不動産投資ローンとは、不動産投資のために金融機関から受けることができるローンの名称です。自身が住むための住宅を購入するために組む住宅ローンとは審査基準が異なり、購入する投資物件の収益性なども審査されます。

不動産投資ローンには主に個人投資家が利用するアパートローンと、個人投資家から事業主までより投資規模の大きい人が利用するプロパーローンがありますが、この記事ではアパートローンについて、金利の平均や金利を低くするコツを解説します。

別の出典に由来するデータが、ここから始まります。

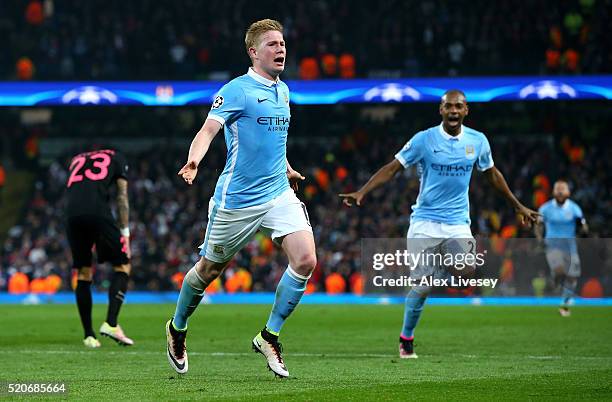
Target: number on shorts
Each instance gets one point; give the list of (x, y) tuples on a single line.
[(101, 163)]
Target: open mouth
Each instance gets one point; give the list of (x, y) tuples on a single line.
[(453, 119)]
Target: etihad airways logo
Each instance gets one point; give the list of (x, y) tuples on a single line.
[(451, 170), (274, 123)]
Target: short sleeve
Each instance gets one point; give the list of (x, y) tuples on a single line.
[(412, 152), (542, 211), (578, 211), (121, 165), (485, 159), (229, 103)]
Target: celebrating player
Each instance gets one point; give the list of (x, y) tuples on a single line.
[(445, 156), (560, 216), (90, 222), (254, 192)]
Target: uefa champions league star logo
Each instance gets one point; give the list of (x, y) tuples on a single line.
[(392, 92), (89, 95), (547, 89)]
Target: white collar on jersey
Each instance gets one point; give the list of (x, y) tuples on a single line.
[(448, 136), (262, 80), (564, 205)]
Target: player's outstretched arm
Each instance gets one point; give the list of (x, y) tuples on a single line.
[(379, 178), (197, 150), (123, 210), (294, 176), (496, 179)]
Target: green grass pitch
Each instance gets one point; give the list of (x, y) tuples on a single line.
[(332, 352)]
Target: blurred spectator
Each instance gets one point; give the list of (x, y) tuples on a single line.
[(24, 69), (2, 182)]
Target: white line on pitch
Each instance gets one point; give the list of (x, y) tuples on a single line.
[(321, 355)]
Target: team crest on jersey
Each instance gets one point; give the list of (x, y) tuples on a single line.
[(218, 102), (469, 151)]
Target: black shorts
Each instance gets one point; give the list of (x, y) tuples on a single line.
[(88, 230)]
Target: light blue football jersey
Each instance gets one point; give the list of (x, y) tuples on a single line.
[(255, 114), (560, 220), (444, 165)]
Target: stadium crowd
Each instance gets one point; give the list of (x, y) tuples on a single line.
[(143, 39), (168, 218)]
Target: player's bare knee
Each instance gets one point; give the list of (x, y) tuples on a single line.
[(125, 268), (209, 270), (85, 274), (305, 264)]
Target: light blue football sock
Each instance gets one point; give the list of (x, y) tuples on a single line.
[(190, 297), (289, 291), (412, 312), (568, 291)]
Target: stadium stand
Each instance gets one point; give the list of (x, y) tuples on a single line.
[(140, 39), (168, 218)]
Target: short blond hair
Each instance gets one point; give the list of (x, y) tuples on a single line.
[(258, 28)]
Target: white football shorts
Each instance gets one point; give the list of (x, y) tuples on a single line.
[(229, 230)]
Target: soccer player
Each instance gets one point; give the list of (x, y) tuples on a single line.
[(560, 216), (254, 192), (445, 156), (90, 223)]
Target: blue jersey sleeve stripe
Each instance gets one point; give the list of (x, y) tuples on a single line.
[(401, 159), (489, 166), (216, 118)]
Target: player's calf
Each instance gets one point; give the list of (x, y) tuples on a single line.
[(406, 348)]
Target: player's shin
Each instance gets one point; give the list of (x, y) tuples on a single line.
[(190, 297), (289, 292), (412, 312), (84, 303), (568, 290), (116, 295)]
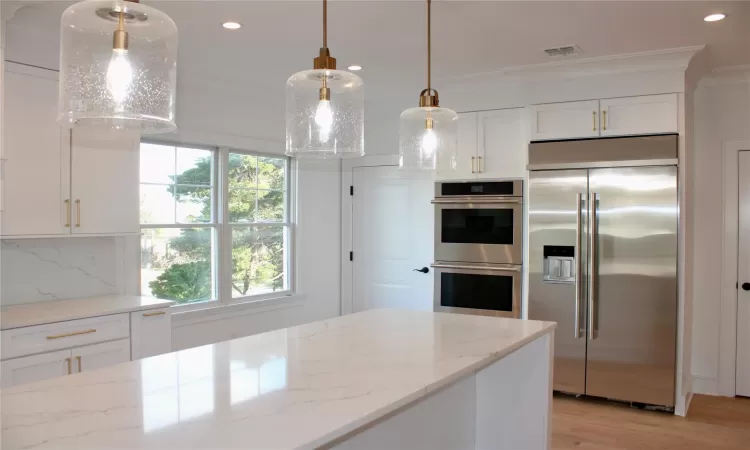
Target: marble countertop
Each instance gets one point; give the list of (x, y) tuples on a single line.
[(295, 388), (40, 313)]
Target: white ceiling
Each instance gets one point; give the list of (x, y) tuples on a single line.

参考記事:『【初心者向け】不動産投資ローンとは。種類や組み方、手順や審査基準まで

不動産投資ローンの金利平均

不動産投資ローンを利用するには、不動産投資ローンを展開している金融機関へ申込に行く必要があります。すべての金融機関で不動産投資ローンを扱っているわけではなく、不動産投資ローンに対しての姿勢も各金融機関で異なるため、利用する場合はよく調べる必要があります。金融機関の種類としては主に以下の5つで、それぞれ審査の基準や金利が異なります。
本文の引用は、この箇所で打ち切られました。